Anker is probably the only climber to have free climbed the Second Step without aid, first with a 1999 search expedition when he found Mallory’s corpse. (The trip was led by local guides Eric Simonson and Dave Hahn.) After that expedition, he gave the crux move a provisional rating of 5.8 in difficulty, upgraded to 5.10 because of the altitude—over 28,000 feet. (To translate, 5.0 is usually the point when you want a rope, and 5.10 is quite hard even in a gym, top-roped at sea level.)
Eight years later, for the IMAX film, the Chinese ladder—“an historical artifact”—was temporarily removed for another free attempt. Aker recalls it as “an awkward fist jam with one piece of pro.” (Pro means protection, in this case a single No. 4 cam connecting the climbing rope to his belayer below.) Sitting safely at the Hotel W, Anker now calls it a 5.11 crux move.
If Mallory made it that far, were snow and crumbly rock conditions likely different back in 1924? “It’s probably very similar to what they encountered [in 1924]. Being up on the Second Step, you can still see the pin scars from the 1960 Chinese ascent.” (That was the first success from the north side; the south side from Nepal is more commonly climbed.) The weather and snow conditions were “probably roughly comparable. It might be a little bit warmer now. What we do know it was a very dry winter [in 1924]. I don’t think [the Second Step] ever fills in.” In other words, the Second Step is never an easy snow ramp. “It’s a cliff band.”
Anker continues, “They were just completely beat by the weather. They’d dropped their stove. They were exhausted. To be able to pull that off, would be pretty astounding.”
The implication is clear from Anker’s polite pessimism. Mallory was a good climber by the standards of his day, but not 5.11 good. Though nobody wants to exclude the possibility of success in 1924. You can’t write a book without a mystery. Following the ’99 search expedition, Anker co-wrote The Lost Explorer: Finding Mallory on Mount Everest; while Simonson and other authored Ghosts of Everest, excerpted on the cover of Outside magazine that year. An entire body of speculative literature began to fill bookshelves, including the Mallory biography The Wildest Dream by Peter and Leni Gillman. (The former appears as a source in the documentary.)
Returning to Everest in 2007 to film the doc was a cumbersome process, Anker recalls. The IMAX camera “is about the size of a case of beer. For each camera, we’d have three Sherpas working with the cameraman.” On any normal climb, you’ve got to wait for the weather; making a movie, however, you’ve got to match shots so the sky and sun are consistent in a scene that may take days to film.
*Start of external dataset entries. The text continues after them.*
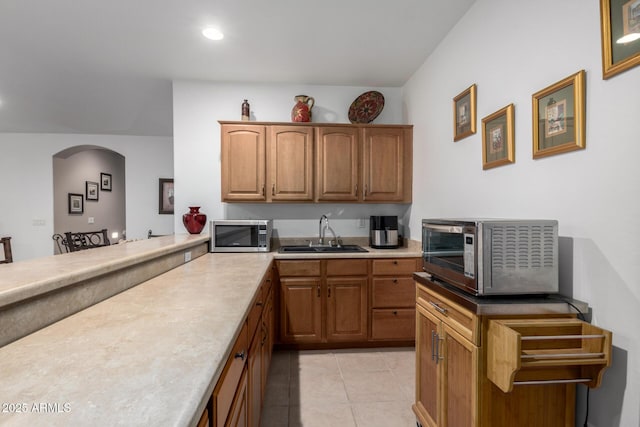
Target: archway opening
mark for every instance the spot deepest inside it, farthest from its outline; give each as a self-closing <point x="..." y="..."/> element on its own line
<point x="89" y="192"/>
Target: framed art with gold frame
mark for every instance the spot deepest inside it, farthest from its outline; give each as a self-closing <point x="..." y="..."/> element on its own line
<point x="620" y="31"/>
<point x="498" y="142"/>
<point x="464" y="113"/>
<point x="559" y="117"/>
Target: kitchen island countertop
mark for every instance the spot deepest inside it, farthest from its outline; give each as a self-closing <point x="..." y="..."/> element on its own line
<point x="149" y="356"/>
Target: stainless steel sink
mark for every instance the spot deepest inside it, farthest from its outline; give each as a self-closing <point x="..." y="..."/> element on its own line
<point x="321" y="249"/>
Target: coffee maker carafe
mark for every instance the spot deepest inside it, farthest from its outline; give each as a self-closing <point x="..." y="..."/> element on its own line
<point x="383" y="232"/>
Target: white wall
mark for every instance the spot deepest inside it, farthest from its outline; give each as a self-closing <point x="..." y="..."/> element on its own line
<point x="26" y="187"/>
<point x="197" y="108"/>
<point x="512" y="49"/>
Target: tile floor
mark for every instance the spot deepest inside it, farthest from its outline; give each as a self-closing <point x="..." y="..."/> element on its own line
<point x="341" y="388"/>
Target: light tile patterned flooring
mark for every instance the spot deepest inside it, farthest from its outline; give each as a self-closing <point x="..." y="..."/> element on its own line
<point x="341" y="388"/>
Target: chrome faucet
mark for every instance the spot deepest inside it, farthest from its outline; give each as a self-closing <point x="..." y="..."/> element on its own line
<point x="322" y="228"/>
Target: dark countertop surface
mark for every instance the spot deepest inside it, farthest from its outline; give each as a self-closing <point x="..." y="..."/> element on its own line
<point x="504" y="305"/>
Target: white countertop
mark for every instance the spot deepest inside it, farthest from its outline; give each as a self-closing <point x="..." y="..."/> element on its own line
<point x="26" y="279"/>
<point x="149" y="356"/>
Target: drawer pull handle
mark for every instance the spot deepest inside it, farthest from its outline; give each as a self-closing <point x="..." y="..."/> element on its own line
<point x="435" y="305"/>
<point x="542" y="382"/>
<point x="433" y="345"/>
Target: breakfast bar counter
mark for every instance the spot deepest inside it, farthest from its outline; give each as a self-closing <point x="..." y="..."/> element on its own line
<point x="148" y="356"/>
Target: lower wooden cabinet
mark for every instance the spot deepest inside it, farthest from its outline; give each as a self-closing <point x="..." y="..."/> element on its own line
<point x="238" y="417"/>
<point x="323" y="301"/>
<point x="393" y="299"/>
<point x="224" y="393"/>
<point x="446" y="374"/>
<point x="238" y="395"/>
<point x="347" y="300"/>
<point x="498" y="371"/>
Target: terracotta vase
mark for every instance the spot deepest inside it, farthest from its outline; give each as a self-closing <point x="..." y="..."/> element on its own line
<point x="194" y="221"/>
<point x="302" y="110"/>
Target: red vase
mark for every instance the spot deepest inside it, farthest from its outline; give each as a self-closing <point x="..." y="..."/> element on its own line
<point x="194" y="221"/>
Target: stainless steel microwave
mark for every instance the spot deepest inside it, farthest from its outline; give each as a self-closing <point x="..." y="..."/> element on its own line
<point x="492" y="256"/>
<point x="241" y="235"/>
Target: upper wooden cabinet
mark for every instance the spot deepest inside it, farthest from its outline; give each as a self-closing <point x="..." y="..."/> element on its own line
<point x="338" y="164"/>
<point x="243" y="156"/>
<point x="290" y="163"/>
<point x="386" y="164"/>
<point x="316" y="162"/>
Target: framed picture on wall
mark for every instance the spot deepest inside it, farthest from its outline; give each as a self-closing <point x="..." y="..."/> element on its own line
<point x="464" y="113"/>
<point x="105" y="181"/>
<point x="498" y="145"/>
<point x="165" y="197"/>
<point x="76" y="203"/>
<point x="91" y="190"/>
<point x="559" y="117"/>
<point x="620" y="33"/>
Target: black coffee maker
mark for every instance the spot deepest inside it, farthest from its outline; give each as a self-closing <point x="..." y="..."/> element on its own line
<point x="383" y="232"/>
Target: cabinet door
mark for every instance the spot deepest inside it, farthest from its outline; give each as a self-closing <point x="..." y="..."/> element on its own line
<point x="300" y="309"/>
<point x="239" y="410"/>
<point x="427" y="369"/>
<point x="290" y="162"/>
<point x="384" y="164"/>
<point x="337" y="159"/>
<point x="347" y="309"/>
<point x="460" y="379"/>
<point x="243" y="167"/>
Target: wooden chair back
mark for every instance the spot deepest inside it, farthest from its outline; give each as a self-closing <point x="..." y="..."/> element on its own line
<point x="85" y="240"/>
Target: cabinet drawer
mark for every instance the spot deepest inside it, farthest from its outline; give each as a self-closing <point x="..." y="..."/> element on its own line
<point x="393" y="292"/>
<point x="462" y="320"/>
<point x="546" y="351"/>
<point x="347" y="267"/>
<point x="226" y="387"/>
<point x="393" y="324"/>
<point x="299" y="268"/>
<point x="394" y="266"/>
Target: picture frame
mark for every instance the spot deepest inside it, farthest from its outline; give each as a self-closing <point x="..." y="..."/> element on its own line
<point x="464" y="113"/>
<point x="559" y="117"/>
<point x="105" y="181"/>
<point x="91" y="191"/>
<point x="75" y="203"/>
<point x="498" y="139"/>
<point x="165" y="196"/>
<point x="620" y="34"/>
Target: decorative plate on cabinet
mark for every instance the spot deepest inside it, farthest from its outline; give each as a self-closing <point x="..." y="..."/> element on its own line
<point x="366" y="107"/>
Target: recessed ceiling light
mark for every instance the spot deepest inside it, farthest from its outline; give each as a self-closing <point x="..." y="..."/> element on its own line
<point x="212" y="34"/>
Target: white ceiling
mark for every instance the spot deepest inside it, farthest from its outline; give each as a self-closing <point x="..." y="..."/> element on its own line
<point x="106" y="66"/>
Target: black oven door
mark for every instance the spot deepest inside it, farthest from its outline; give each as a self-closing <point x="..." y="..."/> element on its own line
<point x="443" y="254"/>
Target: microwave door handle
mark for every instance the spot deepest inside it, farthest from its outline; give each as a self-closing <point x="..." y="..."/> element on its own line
<point x="444" y="228"/>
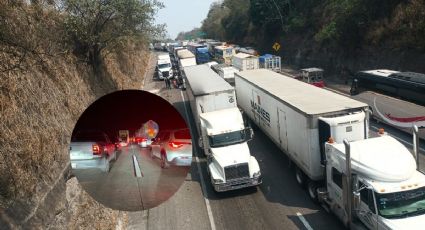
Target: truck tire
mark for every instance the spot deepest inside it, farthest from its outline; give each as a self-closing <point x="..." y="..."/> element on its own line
<point x="106" y="166"/>
<point x="312" y="190"/>
<point x="164" y="163"/>
<point x="300" y="177"/>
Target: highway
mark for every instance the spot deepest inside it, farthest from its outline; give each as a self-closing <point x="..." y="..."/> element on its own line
<point x="123" y="189"/>
<point x="278" y="203"/>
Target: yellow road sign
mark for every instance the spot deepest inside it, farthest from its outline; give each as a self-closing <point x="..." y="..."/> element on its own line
<point x="276" y="46"/>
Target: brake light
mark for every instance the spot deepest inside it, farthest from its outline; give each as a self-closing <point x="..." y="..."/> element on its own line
<point x="176" y="144"/>
<point x="96" y="149"/>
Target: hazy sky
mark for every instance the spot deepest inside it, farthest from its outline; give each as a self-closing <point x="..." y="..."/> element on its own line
<point x="183" y="15"/>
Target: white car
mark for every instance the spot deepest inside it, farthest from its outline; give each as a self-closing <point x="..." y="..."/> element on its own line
<point x="91" y="149"/>
<point x="172" y="147"/>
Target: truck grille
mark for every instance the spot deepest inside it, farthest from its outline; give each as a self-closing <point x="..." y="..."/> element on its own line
<point x="238" y="171"/>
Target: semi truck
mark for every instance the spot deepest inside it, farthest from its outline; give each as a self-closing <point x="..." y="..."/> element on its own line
<point x="243" y="61"/>
<point x="224" y="54"/>
<point x="227" y="72"/>
<point x="223" y="134"/>
<point x="164" y="67"/>
<point x="271" y="62"/>
<point x="200" y="51"/>
<point x="366" y="182"/>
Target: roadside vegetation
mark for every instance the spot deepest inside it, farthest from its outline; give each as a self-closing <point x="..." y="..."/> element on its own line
<point x="57" y="57"/>
<point x="333" y="34"/>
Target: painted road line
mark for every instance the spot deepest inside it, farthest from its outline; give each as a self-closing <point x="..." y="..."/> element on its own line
<point x="137" y="170"/>
<point x="304" y="221"/>
<point x="399" y="139"/>
<point x="204" y="190"/>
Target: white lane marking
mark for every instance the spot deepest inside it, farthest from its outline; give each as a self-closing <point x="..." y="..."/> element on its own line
<point x="304" y="221"/>
<point x="136" y="167"/>
<point x="154" y="91"/>
<point x="204" y="190"/>
<point x="398" y="138"/>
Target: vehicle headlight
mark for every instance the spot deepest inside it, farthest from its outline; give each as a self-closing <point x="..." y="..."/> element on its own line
<point x="216" y="181"/>
<point x="257" y="174"/>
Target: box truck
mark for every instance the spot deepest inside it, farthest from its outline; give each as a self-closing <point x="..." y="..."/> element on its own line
<point x="271" y="62"/>
<point x="200" y="51"/>
<point x="227" y="72"/>
<point x="222" y="131"/>
<point x="373" y="180"/>
<point x="224" y="54"/>
<point x="243" y="61"/>
<point x="164" y="67"/>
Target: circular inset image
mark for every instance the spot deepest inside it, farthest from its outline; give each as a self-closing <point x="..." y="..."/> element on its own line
<point x="131" y="150"/>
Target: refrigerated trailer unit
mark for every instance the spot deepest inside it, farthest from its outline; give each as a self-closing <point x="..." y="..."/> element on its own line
<point x="373" y="183"/>
<point x="222" y="130"/>
<point x="296" y="116"/>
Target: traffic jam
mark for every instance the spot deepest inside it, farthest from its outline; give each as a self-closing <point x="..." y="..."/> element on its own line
<point x="346" y="163"/>
<point x="133" y="158"/>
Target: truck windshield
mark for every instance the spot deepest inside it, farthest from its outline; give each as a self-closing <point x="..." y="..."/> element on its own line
<point x="167" y="65"/>
<point x="227" y="138"/>
<point x="401" y="204"/>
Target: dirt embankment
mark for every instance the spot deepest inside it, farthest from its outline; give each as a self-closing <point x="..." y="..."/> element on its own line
<point x="39" y="108"/>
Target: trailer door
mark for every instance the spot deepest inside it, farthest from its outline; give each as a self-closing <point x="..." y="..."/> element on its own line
<point x="283" y="135"/>
<point x="324" y="134"/>
<point x="256" y="101"/>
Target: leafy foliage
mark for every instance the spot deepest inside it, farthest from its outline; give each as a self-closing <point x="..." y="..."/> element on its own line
<point x="346" y="24"/>
<point x="94" y="25"/>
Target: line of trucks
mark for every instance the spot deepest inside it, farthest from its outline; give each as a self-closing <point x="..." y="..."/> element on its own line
<point x="366" y="182"/>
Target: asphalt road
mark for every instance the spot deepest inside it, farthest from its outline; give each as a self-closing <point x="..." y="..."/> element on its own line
<point x="121" y="189"/>
<point x="278" y="203"/>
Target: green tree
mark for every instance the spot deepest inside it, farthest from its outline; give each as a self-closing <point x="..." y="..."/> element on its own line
<point x="93" y="25"/>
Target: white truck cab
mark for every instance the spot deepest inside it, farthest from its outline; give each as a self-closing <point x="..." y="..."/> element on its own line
<point x="224" y="139"/>
<point x="388" y="191"/>
<point x="164" y="68"/>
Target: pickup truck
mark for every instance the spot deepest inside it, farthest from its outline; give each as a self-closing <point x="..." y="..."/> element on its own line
<point x="91" y="149"/>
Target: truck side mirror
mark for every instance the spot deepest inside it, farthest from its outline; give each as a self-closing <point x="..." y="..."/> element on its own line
<point x="356" y="200"/>
<point x="251" y="133"/>
<point x="200" y="143"/>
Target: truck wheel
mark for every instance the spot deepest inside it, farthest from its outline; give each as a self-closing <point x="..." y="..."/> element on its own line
<point x="299" y="176"/>
<point x="312" y="191"/>
<point x="163" y="161"/>
<point x="106" y="166"/>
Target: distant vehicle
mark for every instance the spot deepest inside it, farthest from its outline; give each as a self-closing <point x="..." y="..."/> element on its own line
<point x="124" y="137"/>
<point x="164" y="67"/>
<point x="227" y="72"/>
<point x="224" y="54"/>
<point x="221" y="127"/>
<point x="373" y="181"/>
<point x="271" y="62"/>
<point x="91" y="149"/>
<point x="143" y="142"/>
<point x="313" y="76"/>
<point x="172" y="147"/>
<point x="243" y="61"/>
<point x="408" y="85"/>
<point x="200" y="51"/>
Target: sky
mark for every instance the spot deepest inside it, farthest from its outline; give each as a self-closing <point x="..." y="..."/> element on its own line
<point x="183" y="15"/>
<point x="129" y="109"/>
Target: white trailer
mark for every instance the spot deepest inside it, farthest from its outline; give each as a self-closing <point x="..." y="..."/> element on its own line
<point x="271" y="62"/>
<point x="226" y="72"/>
<point x="243" y="61"/>
<point x="310" y="125"/>
<point x="222" y="131"/>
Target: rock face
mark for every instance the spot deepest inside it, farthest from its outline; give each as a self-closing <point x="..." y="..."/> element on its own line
<point x="39" y="109"/>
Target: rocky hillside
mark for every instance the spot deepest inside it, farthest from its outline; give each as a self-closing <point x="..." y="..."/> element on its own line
<point x="45" y="85"/>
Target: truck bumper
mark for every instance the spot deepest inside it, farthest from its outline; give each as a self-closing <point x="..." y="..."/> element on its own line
<point x="237" y="184"/>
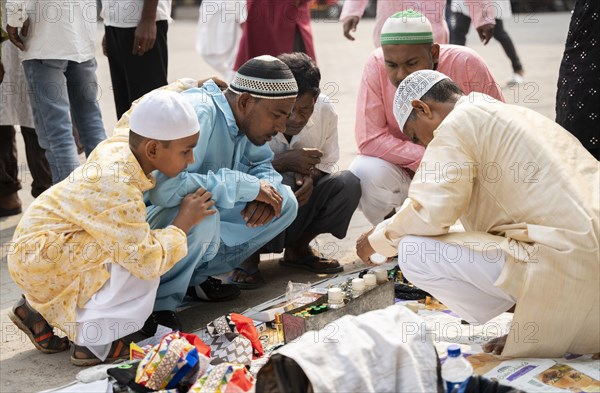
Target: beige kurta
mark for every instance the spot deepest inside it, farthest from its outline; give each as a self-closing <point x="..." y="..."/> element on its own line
<point x="515" y="178"/>
<point x="94" y="217"/>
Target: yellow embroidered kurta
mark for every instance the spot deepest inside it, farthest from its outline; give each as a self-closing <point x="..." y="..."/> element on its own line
<point x="517" y="179"/>
<point x="94" y="217"/>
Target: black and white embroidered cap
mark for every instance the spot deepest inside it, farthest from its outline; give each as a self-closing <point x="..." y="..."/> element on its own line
<point x="265" y="77"/>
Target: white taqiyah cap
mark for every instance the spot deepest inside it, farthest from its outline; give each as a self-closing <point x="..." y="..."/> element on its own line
<point x="165" y="116"/>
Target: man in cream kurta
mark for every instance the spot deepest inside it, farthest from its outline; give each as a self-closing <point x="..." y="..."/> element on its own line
<point x="527" y="193"/>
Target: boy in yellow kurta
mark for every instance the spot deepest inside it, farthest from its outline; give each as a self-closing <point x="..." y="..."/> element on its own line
<point x="83" y="253"/>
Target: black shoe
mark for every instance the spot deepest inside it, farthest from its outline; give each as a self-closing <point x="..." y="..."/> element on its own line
<point x="213" y="290"/>
<point x="166" y="318"/>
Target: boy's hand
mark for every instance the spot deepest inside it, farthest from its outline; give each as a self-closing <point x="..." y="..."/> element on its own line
<point x="193" y="209"/>
<point x="13" y="34"/>
<point x="269" y="195"/>
<point x="258" y="213"/>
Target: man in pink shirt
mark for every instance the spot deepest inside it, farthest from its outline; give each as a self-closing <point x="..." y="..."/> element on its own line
<point x="434" y="10"/>
<point x="387" y="159"/>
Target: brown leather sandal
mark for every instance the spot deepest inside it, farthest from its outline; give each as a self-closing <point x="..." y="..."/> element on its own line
<point x="45" y="341"/>
<point x="81" y="356"/>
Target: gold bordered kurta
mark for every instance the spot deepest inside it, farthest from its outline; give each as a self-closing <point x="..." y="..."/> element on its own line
<point x="94" y="217"/>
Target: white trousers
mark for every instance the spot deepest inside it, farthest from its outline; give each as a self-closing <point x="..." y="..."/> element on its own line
<point x="118" y="309"/>
<point x="384" y="186"/>
<point x="458" y="276"/>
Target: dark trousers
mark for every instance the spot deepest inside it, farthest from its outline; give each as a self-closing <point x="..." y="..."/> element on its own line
<point x="133" y="76"/>
<point x="9" y="166"/>
<point x="329" y="210"/>
<point x="458" y="36"/>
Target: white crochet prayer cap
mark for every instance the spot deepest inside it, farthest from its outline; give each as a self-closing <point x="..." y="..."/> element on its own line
<point x="406" y="28"/>
<point x="265" y="77"/>
<point x="165" y="116"/>
<point x="413" y="87"/>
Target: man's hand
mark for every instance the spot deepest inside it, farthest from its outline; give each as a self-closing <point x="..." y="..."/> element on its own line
<point x="269" y="195"/>
<point x="486" y="32"/>
<point x="145" y="37"/>
<point x="349" y="25"/>
<point x="297" y="160"/>
<point x="13" y="34"/>
<point x="258" y="213"/>
<point x="193" y="209"/>
<point x="364" y="249"/>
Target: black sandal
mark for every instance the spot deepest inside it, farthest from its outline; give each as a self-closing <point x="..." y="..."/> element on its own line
<point x="119" y="350"/>
<point x="45" y="341"/>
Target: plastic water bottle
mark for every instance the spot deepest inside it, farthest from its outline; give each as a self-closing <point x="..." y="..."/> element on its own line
<point x="456" y="371"/>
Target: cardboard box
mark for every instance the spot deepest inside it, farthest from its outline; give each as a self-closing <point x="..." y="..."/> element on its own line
<point x="377" y="298"/>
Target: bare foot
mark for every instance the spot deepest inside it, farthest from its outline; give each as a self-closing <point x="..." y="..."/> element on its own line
<point x="495" y="345"/>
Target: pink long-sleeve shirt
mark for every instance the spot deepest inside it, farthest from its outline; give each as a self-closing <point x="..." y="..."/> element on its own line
<point x="434" y="10"/>
<point x="377" y="132"/>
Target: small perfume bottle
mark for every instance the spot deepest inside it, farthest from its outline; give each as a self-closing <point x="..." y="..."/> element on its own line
<point x="335" y="298"/>
<point x="358" y="287"/>
<point x="370" y="281"/>
<point x="279" y="328"/>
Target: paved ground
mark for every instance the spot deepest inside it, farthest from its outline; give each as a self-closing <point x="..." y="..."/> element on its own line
<point x="539" y="39"/>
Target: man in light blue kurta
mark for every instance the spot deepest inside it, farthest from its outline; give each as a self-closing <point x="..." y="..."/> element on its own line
<point x="233" y="162"/>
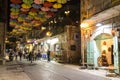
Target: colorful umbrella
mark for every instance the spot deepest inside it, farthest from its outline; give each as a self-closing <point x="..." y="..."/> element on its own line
<point x="15" y="5"/>
<point x="16" y="1"/>
<point x="53" y="10"/>
<point x="57" y="5"/>
<point x="51" y="0"/>
<point x="24" y="9"/>
<point x="14" y="13"/>
<point x="14" y="10"/>
<point x="39" y="1"/>
<point x="32" y="13"/>
<point x="28" y="1"/>
<point x="45" y="9"/>
<point x="47" y="4"/>
<point x="62" y="1"/>
<point x="26" y="5"/>
<point x="37" y="6"/>
<point x="34" y="10"/>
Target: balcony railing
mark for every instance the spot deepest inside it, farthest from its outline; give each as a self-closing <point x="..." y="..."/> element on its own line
<point x="101" y="6"/>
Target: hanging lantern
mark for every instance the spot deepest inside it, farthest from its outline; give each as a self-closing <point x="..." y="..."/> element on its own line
<point x="47" y="4"/>
<point x="57" y="5"/>
<point x="62" y="1"/>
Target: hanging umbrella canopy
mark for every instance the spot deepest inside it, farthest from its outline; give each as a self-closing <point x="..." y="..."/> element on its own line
<point x="26" y="6"/>
<point x="14" y="13"/>
<point x="47" y="4"/>
<point x="15" y="5"/>
<point x="39" y="1"/>
<point x="24" y="9"/>
<point x="21" y="19"/>
<point x="28" y="1"/>
<point x="16" y="1"/>
<point x="33" y="10"/>
<point x="51" y="0"/>
<point x="14" y="10"/>
<point x="37" y="6"/>
<point x="53" y="10"/>
<point x="45" y="9"/>
<point x="57" y="6"/>
<point x="62" y="1"/>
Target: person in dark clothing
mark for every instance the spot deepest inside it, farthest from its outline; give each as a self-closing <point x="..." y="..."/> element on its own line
<point x="39" y="55"/>
<point x="48" y="55"/>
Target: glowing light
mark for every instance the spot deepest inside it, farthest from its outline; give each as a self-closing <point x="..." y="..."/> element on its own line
<point x="84" y="25"/>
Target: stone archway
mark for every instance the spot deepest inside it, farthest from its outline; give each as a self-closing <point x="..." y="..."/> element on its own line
<point x="104" y="44"/>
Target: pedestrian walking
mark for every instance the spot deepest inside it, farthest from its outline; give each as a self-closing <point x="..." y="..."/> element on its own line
<point x="30" y="56"/>
<point x="20" y="55"/>
<point x="39" y="55"/>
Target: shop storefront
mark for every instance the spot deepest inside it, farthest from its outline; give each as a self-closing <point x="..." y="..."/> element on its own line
<point x="102" y="48"/>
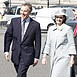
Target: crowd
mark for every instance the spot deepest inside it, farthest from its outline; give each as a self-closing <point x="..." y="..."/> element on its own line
<point x="25" y="35"/>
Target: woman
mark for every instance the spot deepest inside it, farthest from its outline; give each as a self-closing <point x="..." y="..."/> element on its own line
<point x="60" y="45"/>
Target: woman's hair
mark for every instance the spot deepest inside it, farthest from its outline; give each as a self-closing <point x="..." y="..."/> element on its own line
<point x="29" y="5"/>
<point x="63" y="20"/>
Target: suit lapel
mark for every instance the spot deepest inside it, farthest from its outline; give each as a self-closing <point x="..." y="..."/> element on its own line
<point x="29" y="28"/>
<point x="19" y="29"/>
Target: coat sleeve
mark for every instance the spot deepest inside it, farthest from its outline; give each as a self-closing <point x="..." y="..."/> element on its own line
<point x="71" y="43"/>
<point x="38" y="42"/>
<point x="47" y="45"/>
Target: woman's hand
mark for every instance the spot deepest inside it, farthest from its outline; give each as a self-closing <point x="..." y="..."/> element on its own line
<point x="72" y="60"/>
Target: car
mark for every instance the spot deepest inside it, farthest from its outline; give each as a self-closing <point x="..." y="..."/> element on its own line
<point x="44" y="17"/>
<point x="15" y="12"/>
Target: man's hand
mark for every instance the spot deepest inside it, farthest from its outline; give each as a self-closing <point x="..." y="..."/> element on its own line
<point x="7" y="56"/>
<point x="35" y="63"/>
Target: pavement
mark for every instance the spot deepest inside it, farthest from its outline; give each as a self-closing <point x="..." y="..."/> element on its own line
<point x="7" y="68"/>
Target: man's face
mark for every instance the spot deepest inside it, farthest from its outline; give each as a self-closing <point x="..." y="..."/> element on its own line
<point x="24" y="12"/>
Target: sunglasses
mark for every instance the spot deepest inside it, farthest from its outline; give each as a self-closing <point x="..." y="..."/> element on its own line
<point x="58" y="17"/>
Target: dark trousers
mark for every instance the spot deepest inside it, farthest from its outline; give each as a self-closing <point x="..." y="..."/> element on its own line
<point x="21" y="69"/>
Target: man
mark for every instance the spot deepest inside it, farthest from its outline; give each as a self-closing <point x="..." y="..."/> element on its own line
<point x="26" y="41"/>
<point x="75" y="37"/>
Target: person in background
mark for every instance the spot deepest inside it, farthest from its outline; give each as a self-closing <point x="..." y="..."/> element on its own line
<point x="25" y="35"/>
<point x="75" y="37"/>
<point x="60" y="45"/>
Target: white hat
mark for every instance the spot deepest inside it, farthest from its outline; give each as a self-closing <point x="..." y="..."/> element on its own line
<point x="60" y="11"/>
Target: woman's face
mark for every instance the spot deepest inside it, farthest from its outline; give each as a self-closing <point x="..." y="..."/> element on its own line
<point x="59" y="19"/>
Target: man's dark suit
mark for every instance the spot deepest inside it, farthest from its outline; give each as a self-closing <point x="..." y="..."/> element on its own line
<point x="75" y="64"/>
<point x="27" y="48"/>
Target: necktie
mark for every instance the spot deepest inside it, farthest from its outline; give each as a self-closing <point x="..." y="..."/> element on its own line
<point x="75" y="31"/>
<point x="23" y="28"/>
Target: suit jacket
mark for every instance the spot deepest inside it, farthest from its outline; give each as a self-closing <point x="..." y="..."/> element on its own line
<point x="28" y="49"/>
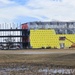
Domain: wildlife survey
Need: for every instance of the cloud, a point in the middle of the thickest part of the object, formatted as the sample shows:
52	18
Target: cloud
42	10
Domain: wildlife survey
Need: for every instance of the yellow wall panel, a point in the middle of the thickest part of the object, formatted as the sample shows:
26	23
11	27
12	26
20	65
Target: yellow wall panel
44	38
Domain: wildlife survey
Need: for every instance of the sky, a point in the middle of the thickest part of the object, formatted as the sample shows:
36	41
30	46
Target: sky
22	11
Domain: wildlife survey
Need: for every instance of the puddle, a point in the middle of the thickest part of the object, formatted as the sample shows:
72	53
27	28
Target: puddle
32	70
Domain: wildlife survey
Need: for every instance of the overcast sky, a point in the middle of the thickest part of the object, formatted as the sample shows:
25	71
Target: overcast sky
36	10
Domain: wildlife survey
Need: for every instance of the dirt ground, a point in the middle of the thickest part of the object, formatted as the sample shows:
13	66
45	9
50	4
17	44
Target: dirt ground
38	51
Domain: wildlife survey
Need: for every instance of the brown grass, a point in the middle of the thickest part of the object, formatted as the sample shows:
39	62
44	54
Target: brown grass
62	60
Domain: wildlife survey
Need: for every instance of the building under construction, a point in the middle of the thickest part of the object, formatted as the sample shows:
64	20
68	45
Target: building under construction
37	35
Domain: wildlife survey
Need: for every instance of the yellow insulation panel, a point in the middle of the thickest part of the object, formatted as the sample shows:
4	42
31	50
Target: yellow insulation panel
44	38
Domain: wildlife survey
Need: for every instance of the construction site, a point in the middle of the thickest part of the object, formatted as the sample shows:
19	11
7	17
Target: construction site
42	35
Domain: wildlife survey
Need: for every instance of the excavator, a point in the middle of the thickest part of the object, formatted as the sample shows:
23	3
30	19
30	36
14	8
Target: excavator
63	38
This made for a long, slow expedition. Going for the summit with English rope-mate Leo Houlding, Anker explains, “It was June 14, and everybody had already left the mountain. And they thought we were crazy to stay so late and go for it.”
By contrast, “We summited on May 17 in ’99, and we were the only people on the mountain above the North Col. It’s pretty remote and had a wild feeling. In 2007, there were more people there. It was more commercial. The fixed rope and the way things are done have changed.”